“[…] After my sister, who was a year older, died at age 8, I thought it might have been better to take my life. I may have. If only I knew of a way to do it. Thankfully, the Internet wasn’t a thing back then or I might have googled it.
“[…] In the second, more recent scenario, fairly recently, in my adult life, I lost my job. Retrenchment. I was unable to pay my mounting bills, the bank closing in with daily calls and no apparent room to empathise with my harsh reality in a shrinking job market…”
The following Letter to the Editor, which candidly discusses two dark periods in a lady’s life, was submitted to Wired868 by Debra Johnson who says it is NOT fiction:
I recall first having suicidal thoughts at a very young age.
I was still a pre-teen in a family arrangement being raised by a stern, oppressive, punitive guardian who only pointed out bad things about me. In addition, I was not protected from sexual abuse. In one instance, my abuser, being a favoured, blue-eyed one, received more cover.
There was no safe haven, no place of trust so I had to keep all of it within and process it. I felt unloved, unworthy, and worthless.
After my sister, who was a year older, died at age 8, I thought it might have been better to take my life. I may have. If only I knew of a way to do it.
Thankfully, the Internet wasn’t a thing back then or I might have googled it…
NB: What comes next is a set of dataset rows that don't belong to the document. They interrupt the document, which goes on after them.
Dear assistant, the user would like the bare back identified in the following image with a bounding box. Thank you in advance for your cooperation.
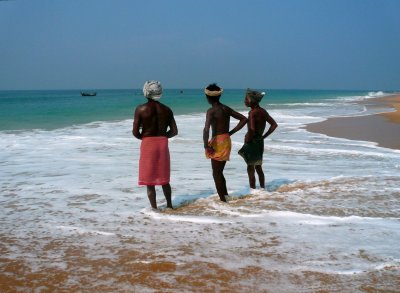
[207,104,232,137]
[248,107,269,136]
[203,101,247,149]
[133,100,177,138]
[246,106,277,142]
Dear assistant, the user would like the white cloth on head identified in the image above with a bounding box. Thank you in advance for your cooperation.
[143,80,163,99]
[246,88,265,103]
[204,88,223,97]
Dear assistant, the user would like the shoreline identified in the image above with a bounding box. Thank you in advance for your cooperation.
[306,94,400,150]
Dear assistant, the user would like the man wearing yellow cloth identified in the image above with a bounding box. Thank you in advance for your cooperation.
[203,83,248,202]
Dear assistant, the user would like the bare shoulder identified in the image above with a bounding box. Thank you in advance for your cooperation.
[248,108,259,119]
[158,102,174,115]
[161,102,172,111]
[135,103,147,114]
[137,102,148,109]
[257,107,268,116]
[206,107,215,115]
[248,108,257,116]
[250,107,268,119]
[220,103,233,114]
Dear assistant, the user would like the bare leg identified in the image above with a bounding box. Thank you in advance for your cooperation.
[247,165,256,189]
[162,183,173,209]
[211,159,228,202]
[146,185,157,209]
[255,165,265,189]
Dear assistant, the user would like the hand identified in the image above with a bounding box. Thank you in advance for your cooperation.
[205,146,215,156]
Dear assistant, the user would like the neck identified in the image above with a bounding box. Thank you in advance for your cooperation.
[250,103,260,109]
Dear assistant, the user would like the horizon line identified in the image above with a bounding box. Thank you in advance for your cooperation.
[0,88,397,92]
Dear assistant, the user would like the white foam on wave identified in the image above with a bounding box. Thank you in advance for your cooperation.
[289,265,365,275]
[301,260,400,275]
[269,102,332,107]
[140,208,229,223]
[368,91,387,97]
[273,113,324,121]
[333,92,389,103]
[177,190,400,222]
[55,225,115,236]
[273,138,383,149]
[267,143,396,158]
[266,210,400,225]
[169,137,199,143]
[374,262,400,271]
[207,201,266,218]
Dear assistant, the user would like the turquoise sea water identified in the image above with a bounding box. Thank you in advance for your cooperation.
[0,89,375,131]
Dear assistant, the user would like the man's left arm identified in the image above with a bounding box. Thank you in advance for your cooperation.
[166,111,178,138]
[262,112,278,139]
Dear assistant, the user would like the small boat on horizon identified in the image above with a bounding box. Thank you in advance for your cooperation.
[80,92,97,96]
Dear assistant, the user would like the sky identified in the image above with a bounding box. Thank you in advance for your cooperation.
[0,0,399,90]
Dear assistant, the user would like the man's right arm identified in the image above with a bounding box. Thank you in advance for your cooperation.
[203,109,214,153]
[228,107,248,136]
[132,107,143,139]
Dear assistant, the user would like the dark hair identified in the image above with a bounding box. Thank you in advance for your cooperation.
[206,83,221,91]
[205,83,221,101]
The fact that my sis was the ‘good one’ and I was, well, the one who ‘gave trouble’ and ‘made them talk’ didn’t make things any easier. I remember someone actually telling me that I was the one who should have died because Bonnie was just so good while I, Miss Question Everything Debbie, was just sooo bad.
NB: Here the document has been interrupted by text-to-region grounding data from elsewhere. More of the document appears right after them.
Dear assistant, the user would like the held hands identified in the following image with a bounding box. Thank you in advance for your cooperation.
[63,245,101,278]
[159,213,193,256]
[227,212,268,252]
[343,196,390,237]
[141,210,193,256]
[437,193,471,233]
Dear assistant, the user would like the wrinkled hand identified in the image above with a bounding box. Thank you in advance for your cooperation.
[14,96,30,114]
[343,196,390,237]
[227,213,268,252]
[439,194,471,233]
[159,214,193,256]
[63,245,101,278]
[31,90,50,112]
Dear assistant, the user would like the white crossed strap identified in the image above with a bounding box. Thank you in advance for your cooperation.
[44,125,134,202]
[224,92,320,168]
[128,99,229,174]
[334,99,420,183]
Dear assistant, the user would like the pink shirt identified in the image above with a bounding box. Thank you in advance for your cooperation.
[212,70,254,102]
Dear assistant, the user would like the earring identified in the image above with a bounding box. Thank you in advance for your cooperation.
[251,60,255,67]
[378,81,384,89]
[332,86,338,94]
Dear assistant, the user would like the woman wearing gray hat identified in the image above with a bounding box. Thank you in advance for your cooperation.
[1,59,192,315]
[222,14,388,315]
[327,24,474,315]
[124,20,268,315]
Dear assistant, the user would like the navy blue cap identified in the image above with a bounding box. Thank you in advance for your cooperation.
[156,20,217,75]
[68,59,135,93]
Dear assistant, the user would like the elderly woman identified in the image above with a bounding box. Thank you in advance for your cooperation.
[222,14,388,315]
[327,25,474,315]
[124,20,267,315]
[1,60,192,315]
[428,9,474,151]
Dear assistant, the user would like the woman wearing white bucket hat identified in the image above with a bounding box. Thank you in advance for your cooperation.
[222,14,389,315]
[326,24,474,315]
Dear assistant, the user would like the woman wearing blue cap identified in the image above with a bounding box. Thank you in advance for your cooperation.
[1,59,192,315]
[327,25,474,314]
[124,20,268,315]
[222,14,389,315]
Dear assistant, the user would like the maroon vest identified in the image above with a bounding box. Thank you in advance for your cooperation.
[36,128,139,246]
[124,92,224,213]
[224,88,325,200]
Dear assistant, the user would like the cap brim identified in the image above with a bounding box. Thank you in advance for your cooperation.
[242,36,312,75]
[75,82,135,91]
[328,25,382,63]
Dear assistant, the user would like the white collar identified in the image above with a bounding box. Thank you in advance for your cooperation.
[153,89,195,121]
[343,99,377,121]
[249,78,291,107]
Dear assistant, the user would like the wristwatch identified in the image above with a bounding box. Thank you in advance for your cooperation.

I felt as if I was completely alone, without options.
The other adults in my life all knew about the oppressive guardian. But they probably figured, “It can’t be THAT bad. She’ll survive. After all, didn’t we?”
They had options, had their own parents and homes. Fraulein Hitler was my home. I couldn’t escape—or so I thought—until I actually did!
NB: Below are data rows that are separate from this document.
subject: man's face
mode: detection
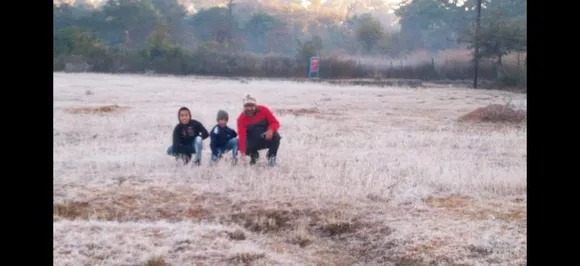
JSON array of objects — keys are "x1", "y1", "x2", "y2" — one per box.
[
  {"x1": 244, "y1": 104, "x2": 257, "y2": 116},
  {"x1": 179, "y1": 110, "x2": 190, "y2": 124},
  {"x1": 218, "y1": 119, "x2": 228, "y2": 127}
]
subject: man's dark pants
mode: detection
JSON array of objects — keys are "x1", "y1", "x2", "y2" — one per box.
[{"x1": 245, "y1": 134, "x2": 281, "y2": 163}]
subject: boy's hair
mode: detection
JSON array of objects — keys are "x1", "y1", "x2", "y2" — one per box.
[
  {"x1": 178, "y1": 107, "x2": 191, "y2": 120},
  {"x1": 217, "y1": 109, "x2": 229, "y2": 121}
]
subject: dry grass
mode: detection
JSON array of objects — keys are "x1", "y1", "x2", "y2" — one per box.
[
  {"x1": 54, "y1": 73, "x2": 527, "y2": 265},
  {"x1": 341, "y1": 49, "x2": 525, "y2": 73},
  {"x1": 424, "y1": 195, "x2": 472, "y2": 209}
]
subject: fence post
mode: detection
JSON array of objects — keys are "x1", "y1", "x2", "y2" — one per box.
[
  {"x1": 431, "y1": 57, "x2": 436, "y2": 79},
  {"x1": 523, "y1": 54, "x2": 527, "y2": 89},
  {"x1": 516, "y1": 52, "x2": 521, "y2": 87}
]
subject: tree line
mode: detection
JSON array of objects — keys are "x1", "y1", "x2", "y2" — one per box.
[{"x1": 53, "y1": 0, "x2": 526, "y2": 86}]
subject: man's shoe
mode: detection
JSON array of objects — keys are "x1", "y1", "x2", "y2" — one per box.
[
  {"x1": 249, "y1": 152, "x2": 259, "y2": 165},
  {"x1": 249, "y1": 157, "x2": 257, "y2": 165},
  {"x1": 232, "y1": 157, "x2": 238, "y2": 165},
  {"x1": 268, "y1": 156, "x2": 276, "y2": 167},
  {"x1": 194, "y1": 160, "x2": 201, "y2": 166}
]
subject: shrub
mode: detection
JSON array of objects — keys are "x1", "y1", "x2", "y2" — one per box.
[{"x1": 54, "y1": 43, "x2": 522, "y2": 87}]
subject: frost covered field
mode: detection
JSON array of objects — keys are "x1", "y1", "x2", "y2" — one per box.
[{"x1": 53, "y1": 73, "x2": 527, "y2": 266}]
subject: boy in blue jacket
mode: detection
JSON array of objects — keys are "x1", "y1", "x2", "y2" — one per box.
[{"x1": 210, "y1": 110, "x2": 239, "y2": 165}]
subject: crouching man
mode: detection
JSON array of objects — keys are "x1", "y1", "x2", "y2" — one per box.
[
  {"x1": 237, "y1": 94, "x2": 281, "y2": 167},
  {"x1": 210, "y1": 110, "x2": 239, "y2": 165}
]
Patricia Matthews will remember!
In the second, more recent scenario, fairly recently, in my adult life, I lost my job. Retrenchment. I was unable to pay my mounting bills, the bank closing in with daily calls and no apparent room to empathise with my harsh reality in a shrinking job market.
I again had thoughts of suicide, serious thoughts.
I didn’t want to bother anyone with my troubles.
But I thank God for Jesus Christ and for my beloved, who bothered to bother himself and help me navigate the troubled waters one day at a time…
Today, it might be easy for some to judge those for whom suicide seemed like the only way out.
I pray that hope and courage will never be far away from those who, for whatever reason, find themselves in a place of utter despair.
May we remember to be our brother’s keeper.
As I reflect on these two dark realities of my life, I recognise and acknowledge that they have both activated my empathetic core, made me sharply sensitive to:
- Children and the sometimes masked signs of despair or abuse.
- People who are struggling financially or just feeling inundated by the burdens of life.
I am grateful to be a survivor of these overdoses of dark despair. My pain has not been in vain.
I thank God for seeing me through each crisis and for not letting the enemy triumph over me.
I don’t know how my story will end but by the power of Almighty God in Whom I live, move and have my being, nowhere in its chapters will it read, ‘She gave up’.